With the die now cast, it suffices to state that despite being declared the winner, Mnangagwa is hugely destitute of legitimacy. As I see it, management of elections was such a debacle that he inevitably has a deficiency on credibility.

His victory is clocked in a shroud of anomalies such that the elections cannot be said that they were, in spirit and letter, free, fair and credible. It is an open secret that he derived his main impetus from the wings of State institutions partisanship, including the military.

When heavy weaponry was rolled into Harare last November to depose former President Robert Mugabe, the bullet henceforth assumed superiority over the ballot. And, by cheering the military intervention fall of Mugabe, the opposition, in its folly, said amen to a bad omen.

Since then, there is evidence galore that Zimbabwe suffered the proverbial fall from the frying pan into the fire; from civilian autocratic rule to full-fledged military rule. With all due respect, anyone who disputes the dawn and entrenchment of military rule is something else.

It was a rude awakening to the reality of military rule when boots once again trooped out of the barracks and gunned down civilians in the aftermath of the harmonised elections. Ironically, Mnangagwa could only whimper promises to institute a commission of inquiry.

It is an established norm that the military the world over is regimented. It adheres to a cast in concrete operating standard procedure.

It is unprecedented for the hierarchy to profess ignorance of the deployment of the unit that marauded in pursuit of innocent civilians.

As I see it, whoever it is that attributed the killings to rogue soldiers sank to the lowest common denominator. That was a reckless suggestion, akin to saying that keys to the armoury are accessible to all rank and file, kept on a hook behind the door.

It is the responsibility of the Commander-in-Chief of the Defence Forces to deploy the military. Hence, it goes without mentioning that Mnangagwa is inexcusably liable for the gunning down of civilians.
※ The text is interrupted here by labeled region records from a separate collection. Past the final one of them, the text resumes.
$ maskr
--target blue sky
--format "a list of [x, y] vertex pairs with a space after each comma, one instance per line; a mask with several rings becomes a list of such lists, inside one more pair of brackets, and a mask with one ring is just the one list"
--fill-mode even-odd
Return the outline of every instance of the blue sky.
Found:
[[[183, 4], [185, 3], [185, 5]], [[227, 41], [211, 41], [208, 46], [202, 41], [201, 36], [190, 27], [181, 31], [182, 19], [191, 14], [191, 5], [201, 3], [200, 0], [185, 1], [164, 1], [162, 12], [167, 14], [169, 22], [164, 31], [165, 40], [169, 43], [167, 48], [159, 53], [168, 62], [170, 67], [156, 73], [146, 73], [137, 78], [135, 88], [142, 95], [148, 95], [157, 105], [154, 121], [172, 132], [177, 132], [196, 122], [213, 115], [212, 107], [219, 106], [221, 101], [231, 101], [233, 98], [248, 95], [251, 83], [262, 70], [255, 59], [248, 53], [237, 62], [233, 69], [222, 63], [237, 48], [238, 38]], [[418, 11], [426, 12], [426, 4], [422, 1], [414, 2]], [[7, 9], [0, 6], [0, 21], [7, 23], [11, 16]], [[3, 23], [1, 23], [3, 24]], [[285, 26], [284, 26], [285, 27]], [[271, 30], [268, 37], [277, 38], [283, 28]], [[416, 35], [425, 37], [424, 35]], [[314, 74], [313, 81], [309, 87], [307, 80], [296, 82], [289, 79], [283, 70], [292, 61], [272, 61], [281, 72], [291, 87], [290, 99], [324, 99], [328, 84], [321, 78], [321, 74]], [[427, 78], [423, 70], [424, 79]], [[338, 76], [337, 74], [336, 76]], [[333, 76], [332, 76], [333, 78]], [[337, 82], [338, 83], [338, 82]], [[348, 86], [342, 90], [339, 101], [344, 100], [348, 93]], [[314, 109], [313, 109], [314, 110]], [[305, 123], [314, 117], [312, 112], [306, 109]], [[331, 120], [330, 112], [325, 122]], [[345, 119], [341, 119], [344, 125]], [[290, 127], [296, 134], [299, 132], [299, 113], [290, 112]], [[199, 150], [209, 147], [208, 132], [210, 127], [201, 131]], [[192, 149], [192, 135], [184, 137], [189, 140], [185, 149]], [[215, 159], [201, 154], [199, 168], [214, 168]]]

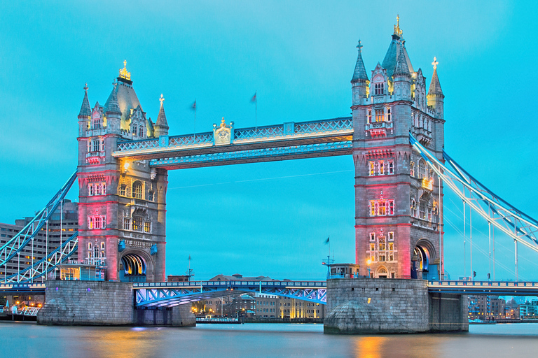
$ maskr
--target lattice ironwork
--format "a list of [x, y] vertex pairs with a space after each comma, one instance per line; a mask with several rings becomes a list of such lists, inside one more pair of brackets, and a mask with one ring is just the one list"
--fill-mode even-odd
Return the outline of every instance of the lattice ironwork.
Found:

He is on the totem pole of the military; the buck stops with him.

As if the gunning down of demonstrators was not sufficiently unsavoury, the overall high-handedness towards the opposition was a nasty clampdown on freedoms of speech and association. Little wonder, some United States observer groups called on the military to refrain from use of force and the freeing of political space.

The ransacking of MDC Alliance offices and dogged pursuit of Tendai Biti brazenly affirmed the prevalence military rule.

Although the harmonised elections were held in a peaceful environment, the post election upheavals deprived Mnangagwa of presidential integrity.

Reports of electoral impropriety ranging from rigging, State institutions partisanship, double counting of votes, polling stations producing similar results and ghost polling stations rendered the harmonised elections a much ado about nothing costly exercise.

Mnangagwa’s oftentimes repeated calls for free, fair and credible elections were mere parroting. Despite the welcome of international observers, the bottom line is that Mnangagwa commences his tenure heavy laden with a credibility crisis. With the inauguration ceremony now done and dusted, whither to Mnangagwa? One thing that stood out like a beacon was his dire craving for legitimacy. As he read his congratulatory message from Mugabe, his hunger for affirmation was clear to all and sundry.

Although politics and economics are close cousins, the difference is that with the former, one can succeed by manipulation, with the latter, honesty and integrity are prerequisite. Given that Mnangagwa has a credibility deficit, no mantra will ever attract investment.

 Cyprian Muketiwa Ndawana is a public speaking coach, motivational speaker, speechwriter and newspaper columnist.